Actas de congresos
Empath: A Framework For Evaluating Entity-level Sentiment Analysis
Registration in:
9781457715914
2011 8th International Conference And Expo On Emerging Technologies For A Smarter World, Cewit 2011. , v. , n. , p. - , 2011.
10.1109/CEWIT.2011.6135866
2-s2.0-84857221210
Author
Ward C.B.
Choi Y.
Skiena S.
Xavier E.C.
Institutions
Abstract
Sentiment analysis is the fundamental component in text-driven monitoring or forecasting systems, where the general sentiment towards real-world entities (e.g., people, products, organizations) are analyzed based on the sentiment signals embedded in a myriad of web text available today. Building such systems involves several practically important problems, from data cleansing (e.g., boilerplate removal, web-spam detection), and sentiment analysis at individual mention-level (e.g., phrase, sentence-, document-level) to the aggregation of sentiment for each entity-level (e.g., person, company) analysis. Most previous research in sentiment analysis however, has focused only on individual mention-level analysis, and there has been relatively less work that copes with other practically important problems for enabling a large-scale sentiment monitoring system. In this paper, we propose Empath, a new framework for evaluating entity-level sentiment analysis. Empath leverages objective measurements of entities in various domains such as people, companies, countries, movies, and sports, to facilitate entity-level sentiment analysis and tracking.

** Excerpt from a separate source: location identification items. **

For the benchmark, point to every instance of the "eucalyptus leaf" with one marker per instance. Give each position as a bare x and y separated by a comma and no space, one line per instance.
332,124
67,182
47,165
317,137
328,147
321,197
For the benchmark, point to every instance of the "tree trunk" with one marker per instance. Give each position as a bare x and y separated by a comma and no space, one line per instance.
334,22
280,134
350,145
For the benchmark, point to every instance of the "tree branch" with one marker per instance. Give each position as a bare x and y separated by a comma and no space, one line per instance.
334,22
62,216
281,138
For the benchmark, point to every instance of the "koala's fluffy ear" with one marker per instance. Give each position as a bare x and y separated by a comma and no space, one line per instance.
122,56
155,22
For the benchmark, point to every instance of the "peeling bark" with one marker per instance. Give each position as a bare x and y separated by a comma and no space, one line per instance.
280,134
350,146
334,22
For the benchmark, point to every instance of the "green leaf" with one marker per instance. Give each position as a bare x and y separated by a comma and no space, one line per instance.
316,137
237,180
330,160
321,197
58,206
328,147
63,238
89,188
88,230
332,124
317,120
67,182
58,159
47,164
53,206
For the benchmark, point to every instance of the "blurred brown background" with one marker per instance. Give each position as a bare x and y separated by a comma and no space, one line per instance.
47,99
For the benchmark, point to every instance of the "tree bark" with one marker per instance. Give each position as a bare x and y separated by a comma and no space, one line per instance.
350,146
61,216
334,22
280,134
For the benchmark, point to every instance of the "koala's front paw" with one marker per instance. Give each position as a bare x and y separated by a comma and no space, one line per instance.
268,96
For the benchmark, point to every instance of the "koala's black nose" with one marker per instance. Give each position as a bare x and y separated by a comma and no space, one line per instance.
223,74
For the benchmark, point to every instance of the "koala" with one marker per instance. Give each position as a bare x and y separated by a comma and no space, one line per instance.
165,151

We demonstrate the utility of Empath for the evaluation of a large-scale sentiment system by applying it to various lexicons using Lydia, our own large scale text-analytics tool, over a corpus consisting of more than a terabyte of newspaper data. We expect that Empath will encourage research that encompasses end-to-end pipelines to enable a large-scale text-driven monitoring and forecasting systems. © 2011 IEEE.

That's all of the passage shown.